Le opere dell’artista statunitense Alex Da Corte proprio non ci stanno a passare inosservate. Assomigliano a quei sistemi che fulminano gli insetti attirandoli con la luce verso l’elettricità. E Da Corte di colori psichedelici, led e quant’altro fa un largo uso. Ma una volta dentro le sue installazioni immersive il cortocircuito è in agguato. Perchè nulla è come sembra.
“The decorated Shed” realizzata da Alex da Corte per la Biennale d’Arte di Venezia 2019, “May Yuo Live in Interesting Times” (curata da Ralph Rugoff), ad esempio, a prima vista potrebbe sembrare un semplice diorama. La rappresentazione di una cittadina americana dall’aria vintage, ingenuamente calata nella quiete notturna. In realtà è la copia del plastico della serie tv per l’infanzia “Mister Roger’s Neighborhood”. Piazzata su un tavolo di mogano in stile federale, riempita di insegne al neon di famose catene di ristoranti, e messa al centro di una stanza le cui pareti sono state ricoperte con una tappezzeria floreale in velluto, che cita in un colpo solo Prince e gli architetti di Philadelphia Robert Venturi e Denise Scott Brown.. Un vero tripudio del pop, con riferimenti alla cultura alta, a rendere più allucinatorio il tutto.
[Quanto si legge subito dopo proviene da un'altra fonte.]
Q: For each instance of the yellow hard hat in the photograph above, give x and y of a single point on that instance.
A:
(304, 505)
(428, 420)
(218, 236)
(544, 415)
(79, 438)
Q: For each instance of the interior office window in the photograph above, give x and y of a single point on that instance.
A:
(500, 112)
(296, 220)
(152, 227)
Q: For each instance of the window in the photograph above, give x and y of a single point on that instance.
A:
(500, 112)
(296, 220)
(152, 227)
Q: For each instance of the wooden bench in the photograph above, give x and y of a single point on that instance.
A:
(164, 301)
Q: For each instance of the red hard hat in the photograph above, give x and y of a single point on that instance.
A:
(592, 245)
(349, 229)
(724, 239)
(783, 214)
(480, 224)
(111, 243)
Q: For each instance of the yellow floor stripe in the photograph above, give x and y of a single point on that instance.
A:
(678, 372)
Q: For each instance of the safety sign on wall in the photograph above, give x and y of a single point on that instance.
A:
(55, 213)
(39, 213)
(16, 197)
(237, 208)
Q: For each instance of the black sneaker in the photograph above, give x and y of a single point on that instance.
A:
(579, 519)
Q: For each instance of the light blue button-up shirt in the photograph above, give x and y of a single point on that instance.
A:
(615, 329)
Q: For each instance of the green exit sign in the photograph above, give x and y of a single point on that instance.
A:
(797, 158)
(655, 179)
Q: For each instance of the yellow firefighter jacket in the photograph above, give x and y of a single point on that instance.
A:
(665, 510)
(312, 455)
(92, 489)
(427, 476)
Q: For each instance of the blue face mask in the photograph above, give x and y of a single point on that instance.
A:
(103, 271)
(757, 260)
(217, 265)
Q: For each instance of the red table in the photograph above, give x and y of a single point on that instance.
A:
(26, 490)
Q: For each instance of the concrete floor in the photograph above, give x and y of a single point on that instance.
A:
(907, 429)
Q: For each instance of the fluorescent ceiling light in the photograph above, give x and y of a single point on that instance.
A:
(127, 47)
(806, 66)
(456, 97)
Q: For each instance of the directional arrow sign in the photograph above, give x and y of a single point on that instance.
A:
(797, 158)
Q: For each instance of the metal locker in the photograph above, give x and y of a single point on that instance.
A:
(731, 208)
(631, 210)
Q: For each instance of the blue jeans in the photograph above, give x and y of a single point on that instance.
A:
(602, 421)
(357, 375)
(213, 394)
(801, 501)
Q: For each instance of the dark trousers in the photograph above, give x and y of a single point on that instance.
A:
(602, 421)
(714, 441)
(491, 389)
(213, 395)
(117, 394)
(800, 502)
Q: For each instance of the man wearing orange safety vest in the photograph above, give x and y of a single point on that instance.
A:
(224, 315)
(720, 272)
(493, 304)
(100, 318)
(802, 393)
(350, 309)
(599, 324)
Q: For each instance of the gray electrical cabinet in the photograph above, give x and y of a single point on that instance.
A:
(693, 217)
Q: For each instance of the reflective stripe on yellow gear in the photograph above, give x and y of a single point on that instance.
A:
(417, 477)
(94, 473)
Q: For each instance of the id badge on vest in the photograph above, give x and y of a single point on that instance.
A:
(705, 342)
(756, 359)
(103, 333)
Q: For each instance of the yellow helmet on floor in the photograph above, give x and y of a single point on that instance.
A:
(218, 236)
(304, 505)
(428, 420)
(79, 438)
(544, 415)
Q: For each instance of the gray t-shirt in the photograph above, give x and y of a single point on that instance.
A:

D’altra parte il fine di Alex Da Corte è proprio quello di spingerci ad abbandonare il pensiero razionale per entrare in un mondo del memorabilia il cui linguaggio assomiglia a quello del sogno. Dove passato e presente sono sincronizzati, dove l’eccesso è di casa e il paradosso dietro l’angolo, ma anche dove le radici della purezza personale e collettiva riemergono anche se per un solo, sfavillante, istante.